Ex-IRA man O'Rawe pens Northern Bank heist novel

Northern Heist Image copyright Amazon
Image caption The story is told in the words of "Ructions O'Hare", who is described as "no small-time, two-bit thief"

A former IRA man who was jailed for robbing a bank has written a novel about the 2004 Northern Bank heist, which was blamed on the IRA.

Four days before Christmas 2004, a gang stole £26.5m from the Belfast city centre Northern Bank branch.

They took two families hostage in Belfast and County Down, forcing two bank employees to bring the money to them.

Richard O'Rawe's debut novel Northern Heist is loosely based on the robbery.

The story is told in the words of "Ructions O'Hare", who is described as "no small-time, two-bit thief".


Listen to the author

You can hear more from Richard O'Rawe on BBC Radio Ulster's Talkback programme at 12:40 BST.


"When Ructions put together a crack team to rob the National Bank in Belfast in November 2004, even he didn't realise he was about to carry off one of the biggest bank heists in British and Irish history," says the blurb for the book.

"And he'll be damned if the Provos are getting a slice of it."

Only one person has been convicted in connection to the Northern Bank raid - for money laundering - and the case remains unsolved.

Image copyright Pacemaker
Image caption The Provisional Irish Republican Army (IRA) denies being responsible for the Northern Bank heist

The Police Service of Northern Ireland (PSNI) and the British and Irish governments all said that the Provisional Irish Republican Army (IRA) was responsible, although the group denied it.

"Do I think the IRA did it?

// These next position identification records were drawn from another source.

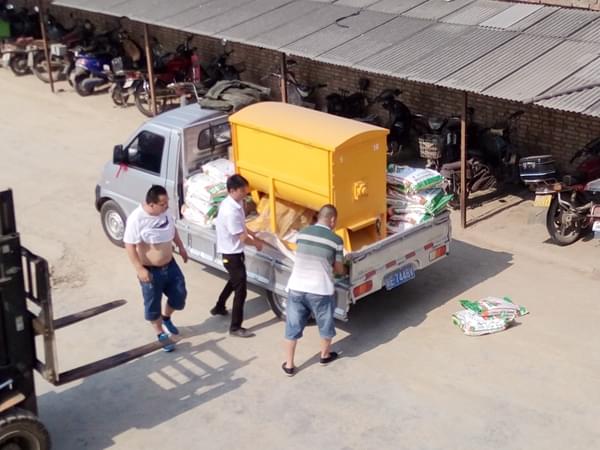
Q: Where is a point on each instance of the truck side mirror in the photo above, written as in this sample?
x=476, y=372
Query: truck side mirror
x=120, y=155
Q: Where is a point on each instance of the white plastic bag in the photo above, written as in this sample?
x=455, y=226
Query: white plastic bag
x=473, y=324
x=204, y=187
x=411, y=179
x=219, y=169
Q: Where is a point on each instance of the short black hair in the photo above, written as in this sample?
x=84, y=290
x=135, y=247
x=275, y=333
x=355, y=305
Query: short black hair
x=235, y=182
x=327, y=212
x=154, y=193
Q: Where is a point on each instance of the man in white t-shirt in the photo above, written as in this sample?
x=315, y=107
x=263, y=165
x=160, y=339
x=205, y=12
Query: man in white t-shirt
x=149, y=236
x=232, y=235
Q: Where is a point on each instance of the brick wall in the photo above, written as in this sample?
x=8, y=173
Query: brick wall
x=540, y=130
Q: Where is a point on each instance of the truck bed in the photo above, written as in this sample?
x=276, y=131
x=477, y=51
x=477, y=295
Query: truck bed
x=370, y=267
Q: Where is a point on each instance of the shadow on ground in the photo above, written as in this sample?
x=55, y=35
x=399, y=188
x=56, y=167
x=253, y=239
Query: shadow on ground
x=173, y=384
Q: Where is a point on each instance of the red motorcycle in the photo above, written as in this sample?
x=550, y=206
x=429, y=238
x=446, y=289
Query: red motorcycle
x=169, y=68
x=573, y=204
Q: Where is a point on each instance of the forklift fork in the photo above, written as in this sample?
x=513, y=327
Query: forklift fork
x=37, y=290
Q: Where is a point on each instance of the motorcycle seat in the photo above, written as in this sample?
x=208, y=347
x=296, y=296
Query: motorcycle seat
x=476, y=153
x=451, y=166
x=25, y=40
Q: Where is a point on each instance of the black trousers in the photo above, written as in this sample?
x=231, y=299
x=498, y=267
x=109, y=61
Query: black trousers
x=236, y=267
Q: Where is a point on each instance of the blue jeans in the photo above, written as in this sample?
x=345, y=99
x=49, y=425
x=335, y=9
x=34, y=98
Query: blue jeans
x=166, y=280
x=299, y=307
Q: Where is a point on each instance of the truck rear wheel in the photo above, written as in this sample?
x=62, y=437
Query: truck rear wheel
x=22, y=430
x=113, y=223
x=277, y=303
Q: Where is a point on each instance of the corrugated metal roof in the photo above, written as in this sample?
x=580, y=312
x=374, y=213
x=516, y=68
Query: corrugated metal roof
x=271, y=20
x=476, y=12
x=510, y=16
x=533, y=18
x=545, y=72
x=242, y=13
x=376, y=40
x=593, y=110
x=511, y=51
x=338, y=33
x=444, y=61
x=584, y=76
x=562, y=23
x=586, y=102
x=392, y=60
x=500, y=63
x=302, y=26
x=436, y=9
x=202, y=11
x=395, y=6
x=590, y=33
x=355, y=3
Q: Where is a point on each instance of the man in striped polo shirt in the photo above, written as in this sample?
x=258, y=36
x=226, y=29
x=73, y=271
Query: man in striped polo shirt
x=311, y=288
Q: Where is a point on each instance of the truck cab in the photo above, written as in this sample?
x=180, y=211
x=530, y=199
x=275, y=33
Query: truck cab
x=173, y=146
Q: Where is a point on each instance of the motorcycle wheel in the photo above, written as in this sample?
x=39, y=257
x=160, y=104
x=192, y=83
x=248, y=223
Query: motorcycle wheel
x=18, y=65
x=119, y=96
x=142, y=100
x=77, y=84
x=558, y=230
x=40, y=68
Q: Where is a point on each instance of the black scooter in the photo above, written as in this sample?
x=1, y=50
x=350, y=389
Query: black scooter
x=353, y=106
x=399, y=122
x=494, y=162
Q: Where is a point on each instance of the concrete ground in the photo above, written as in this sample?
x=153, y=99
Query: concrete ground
x=408, y=378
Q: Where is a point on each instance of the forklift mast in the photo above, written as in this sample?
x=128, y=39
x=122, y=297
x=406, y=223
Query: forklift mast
x=17, y=346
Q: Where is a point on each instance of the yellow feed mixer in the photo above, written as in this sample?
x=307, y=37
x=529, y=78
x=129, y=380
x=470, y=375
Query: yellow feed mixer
x=311, y=158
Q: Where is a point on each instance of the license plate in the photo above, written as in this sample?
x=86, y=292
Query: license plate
x=542, y=201
x=400, y=276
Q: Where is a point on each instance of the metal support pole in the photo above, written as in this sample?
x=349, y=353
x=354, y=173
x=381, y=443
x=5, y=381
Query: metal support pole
x=283, y=79
x=463, y=163
x=150, y=65
x=45, y=39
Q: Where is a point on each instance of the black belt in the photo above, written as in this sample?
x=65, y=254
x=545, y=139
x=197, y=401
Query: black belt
x=159, y=267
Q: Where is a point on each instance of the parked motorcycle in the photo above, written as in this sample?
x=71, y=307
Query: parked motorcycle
x=573, y=210
x=94, y=70
x=219, y=69
x=183, y=66
x=297, y=93
x=399, y=122
x=353, y=106
x=439, y=140
x=62, y=53
x=492, y=163
x=572, y=204
x=21, y=22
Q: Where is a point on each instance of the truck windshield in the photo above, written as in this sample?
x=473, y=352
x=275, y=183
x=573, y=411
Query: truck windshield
x=205, y=144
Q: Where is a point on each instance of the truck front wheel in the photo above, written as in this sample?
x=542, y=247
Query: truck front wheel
x=22, y=430
x=277, y=303
x=113, y=222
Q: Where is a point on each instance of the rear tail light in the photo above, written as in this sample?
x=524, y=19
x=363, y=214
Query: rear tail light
x=437, y=253
x=362, y=289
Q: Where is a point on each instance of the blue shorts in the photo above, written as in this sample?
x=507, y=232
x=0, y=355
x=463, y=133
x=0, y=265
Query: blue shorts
x=300, y=305
x=166, y=280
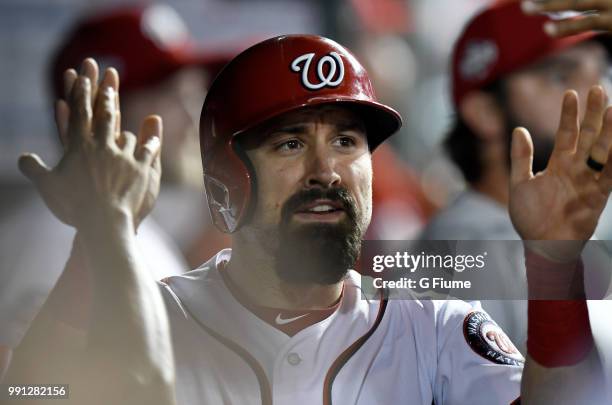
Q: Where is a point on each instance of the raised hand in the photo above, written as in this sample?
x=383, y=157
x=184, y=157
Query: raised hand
x=103, y=171
x=564, y=201
x=599, y=16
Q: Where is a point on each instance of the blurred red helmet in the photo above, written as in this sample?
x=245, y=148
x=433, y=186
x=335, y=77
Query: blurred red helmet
x=271, y=78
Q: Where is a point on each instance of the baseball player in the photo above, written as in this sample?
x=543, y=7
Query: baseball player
x=287, y=130
x=503, y=78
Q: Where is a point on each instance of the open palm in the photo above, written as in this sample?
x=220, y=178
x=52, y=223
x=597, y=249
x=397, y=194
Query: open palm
x=564, y=201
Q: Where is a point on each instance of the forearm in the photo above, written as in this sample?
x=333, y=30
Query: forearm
x=563, y=365
x=129, y=328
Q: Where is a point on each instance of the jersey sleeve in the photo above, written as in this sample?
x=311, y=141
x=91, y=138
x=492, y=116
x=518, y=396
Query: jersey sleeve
x=477, y=362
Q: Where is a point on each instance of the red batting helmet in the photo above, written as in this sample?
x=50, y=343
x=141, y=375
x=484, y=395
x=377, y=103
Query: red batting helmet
x=273, y=77
x=500, y=40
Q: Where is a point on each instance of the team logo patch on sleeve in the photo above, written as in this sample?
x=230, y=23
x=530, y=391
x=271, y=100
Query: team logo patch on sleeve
x=488, y=340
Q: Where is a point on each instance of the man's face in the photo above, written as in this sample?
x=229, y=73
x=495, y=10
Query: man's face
x=314, y=192
x=534, y=94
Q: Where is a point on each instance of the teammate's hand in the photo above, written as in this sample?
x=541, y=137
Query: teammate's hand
x=90, y=69
x=100, y=175
x=564, y=201
x=598, y=18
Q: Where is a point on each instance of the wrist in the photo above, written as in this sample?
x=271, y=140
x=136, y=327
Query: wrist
x=104, y=221
x=557, y=251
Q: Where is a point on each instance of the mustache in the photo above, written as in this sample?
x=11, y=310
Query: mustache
x=303, y=197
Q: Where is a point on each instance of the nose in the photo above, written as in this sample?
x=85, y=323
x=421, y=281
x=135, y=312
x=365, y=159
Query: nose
x=321, y=171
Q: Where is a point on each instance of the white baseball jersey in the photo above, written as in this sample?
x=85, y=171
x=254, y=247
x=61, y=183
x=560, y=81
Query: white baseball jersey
x=366, y=352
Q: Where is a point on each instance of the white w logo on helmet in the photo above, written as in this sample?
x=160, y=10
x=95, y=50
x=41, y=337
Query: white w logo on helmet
x=330, y=80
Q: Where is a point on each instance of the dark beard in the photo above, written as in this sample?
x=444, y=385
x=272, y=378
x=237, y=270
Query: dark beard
x=318, y=253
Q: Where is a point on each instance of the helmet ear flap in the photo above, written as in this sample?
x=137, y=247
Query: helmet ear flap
x=229, y=182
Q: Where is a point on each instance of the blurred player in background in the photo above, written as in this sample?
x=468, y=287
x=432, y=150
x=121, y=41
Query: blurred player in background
x=164, y=73
x=508, y=72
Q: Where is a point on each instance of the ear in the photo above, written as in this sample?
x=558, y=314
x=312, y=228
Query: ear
x=483, y=114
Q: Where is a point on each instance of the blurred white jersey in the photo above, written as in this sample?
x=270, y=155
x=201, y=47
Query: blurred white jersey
x=366, y=352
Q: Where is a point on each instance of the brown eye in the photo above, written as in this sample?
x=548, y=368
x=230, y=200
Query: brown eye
x=292, y=144
x=345, y=141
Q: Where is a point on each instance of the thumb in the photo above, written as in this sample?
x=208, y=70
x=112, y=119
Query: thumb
x=521, y=156
x=33, y=167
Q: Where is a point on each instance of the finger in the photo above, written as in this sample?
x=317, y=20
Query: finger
x=89, y=68
x=521, y=157
x=33, y=168
x=601, y=148
x=591, y=124
x=62, y=116
x=127, y=142
x=571, y=26
x=533, y=7
x=70, y=76
x=111, y=79
x=605, y=180
x=567, y=134
x=79, y=127
x=149, y=139
x=104, y=117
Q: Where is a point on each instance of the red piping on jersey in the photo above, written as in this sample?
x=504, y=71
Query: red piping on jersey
x=264, y=384
x=262, y=379
x=346, y=355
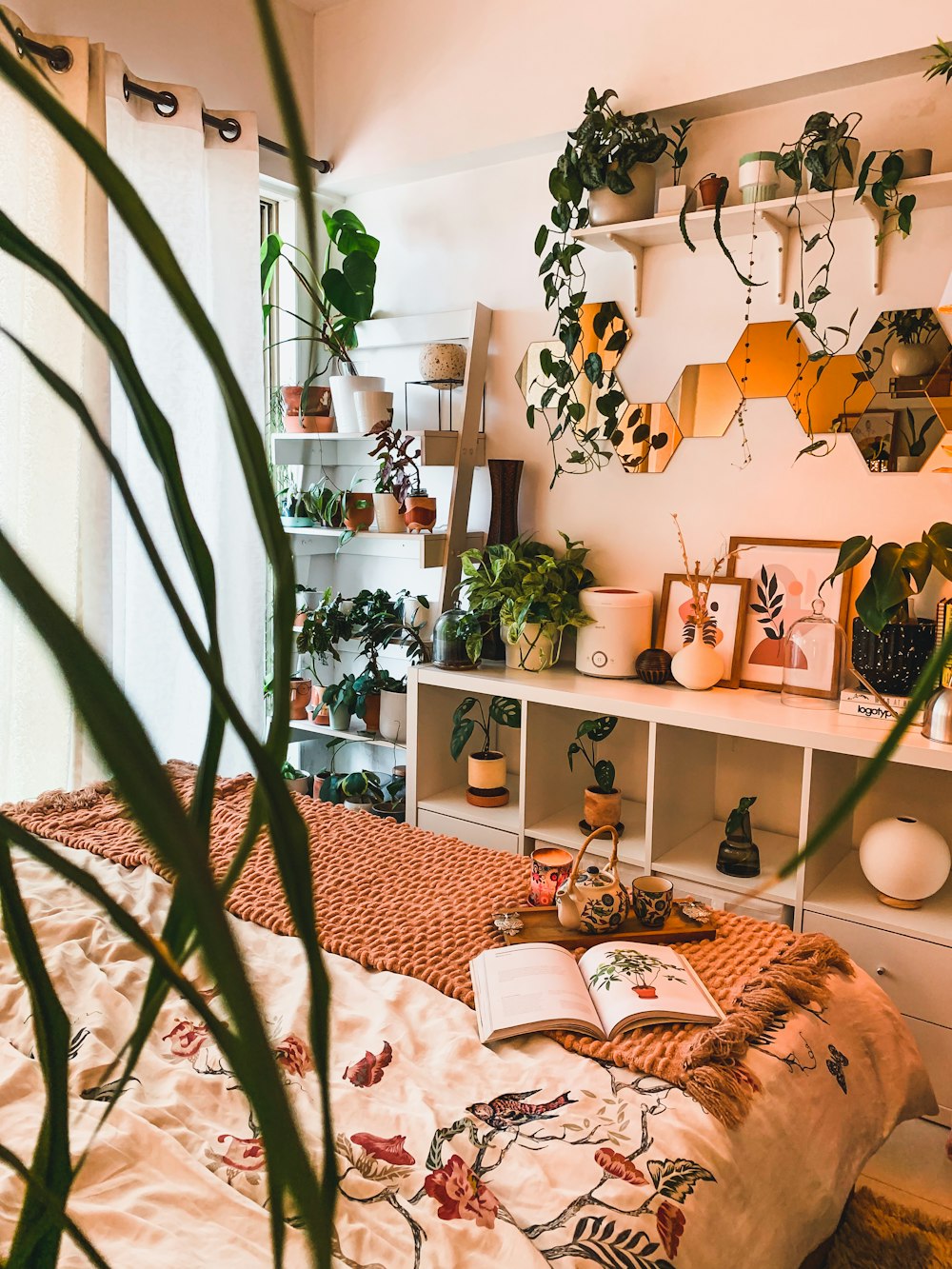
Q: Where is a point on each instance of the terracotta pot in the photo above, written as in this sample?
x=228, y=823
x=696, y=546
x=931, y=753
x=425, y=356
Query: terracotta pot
x=421, y=514
x=371, y=712
x=308, y=423
x=388, y=515
x=602, y=810
x=360, y=511
x=300, y=700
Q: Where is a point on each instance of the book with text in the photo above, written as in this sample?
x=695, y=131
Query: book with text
x=613, y=987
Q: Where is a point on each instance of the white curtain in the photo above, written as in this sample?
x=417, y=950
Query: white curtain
x=53, y=499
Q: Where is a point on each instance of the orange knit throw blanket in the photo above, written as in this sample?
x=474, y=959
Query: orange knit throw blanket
x=421, y=903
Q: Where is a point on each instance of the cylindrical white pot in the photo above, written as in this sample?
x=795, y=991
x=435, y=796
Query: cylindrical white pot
x=904, y=860
x=392, y=716
x=342, y=391
x=621, y=631
x=387, y=510
x=531, y=651
x=373, y=407
x=699, y=665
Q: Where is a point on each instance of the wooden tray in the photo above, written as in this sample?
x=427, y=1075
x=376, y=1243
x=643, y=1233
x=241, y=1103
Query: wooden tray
x=541, y=925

Yes," said Mr O'Rawe told the BBC's Talkback programme.

"I don't think any other organisation out there was capable of it".

'Superyachts'

Presenter William Crawley started the interview by asking the author what he had done with the money.

"Well, the island that I bought in the Indian Ocean was quite expensive," Mr O'Rawe joked.

"You've no idea how much superyachts are these days and those tedious round-the-world cruises."

He told the programme the Northern Bank robbery was just one of several so-called tiger kidnappings - where employees are essentially forced to rob their own banks - which influenced his novel.

Criminal past

The former IRA bank robber was asked how much of the book was true.

"Very little of it," he replied.

"It all came out of my mind. I had to sit and construct this whole thing, how they got rid of the vehicles and everything else."

He added: "Ructions O'Hare planned this, so I had to be Ructions O'Hare and I had to try and think like Ructions O'Hare - how I am going to pull this off?"

Image copyright PA
Image caption Mr O'Rawe served time in the Maze Prison

The author denied that he was profiting from his criminal past.

"There's no real money in writing books," he said, explaining that he was still owed money from his last book about Guildford Four member Gerry Conlon, a childhood friend.

Richard O'Rawe was the IRA's second-in-command in the Maze Prison at the time of the 1981 Hunger Strikes.

In 2005 he alleged in Blanketmen - his book on his time as a prisoner - that the IRA leadership allowed some hunger strikers to die despite there being a considerable offer on the table from the British government.

This claim was denied by Sinn Féin.

Mr O'Rawe told Talkback that although he would not now describe himself as a friend of Gerry Adams, he felt "no great animosity" towards the former Sinn Féin leader.

"Gerry Adams, in my view, was one of the principal architects of the peace process," he said.

"He brought us out of armed struggle... along with John Hume, and he should be commended for that, absolutely."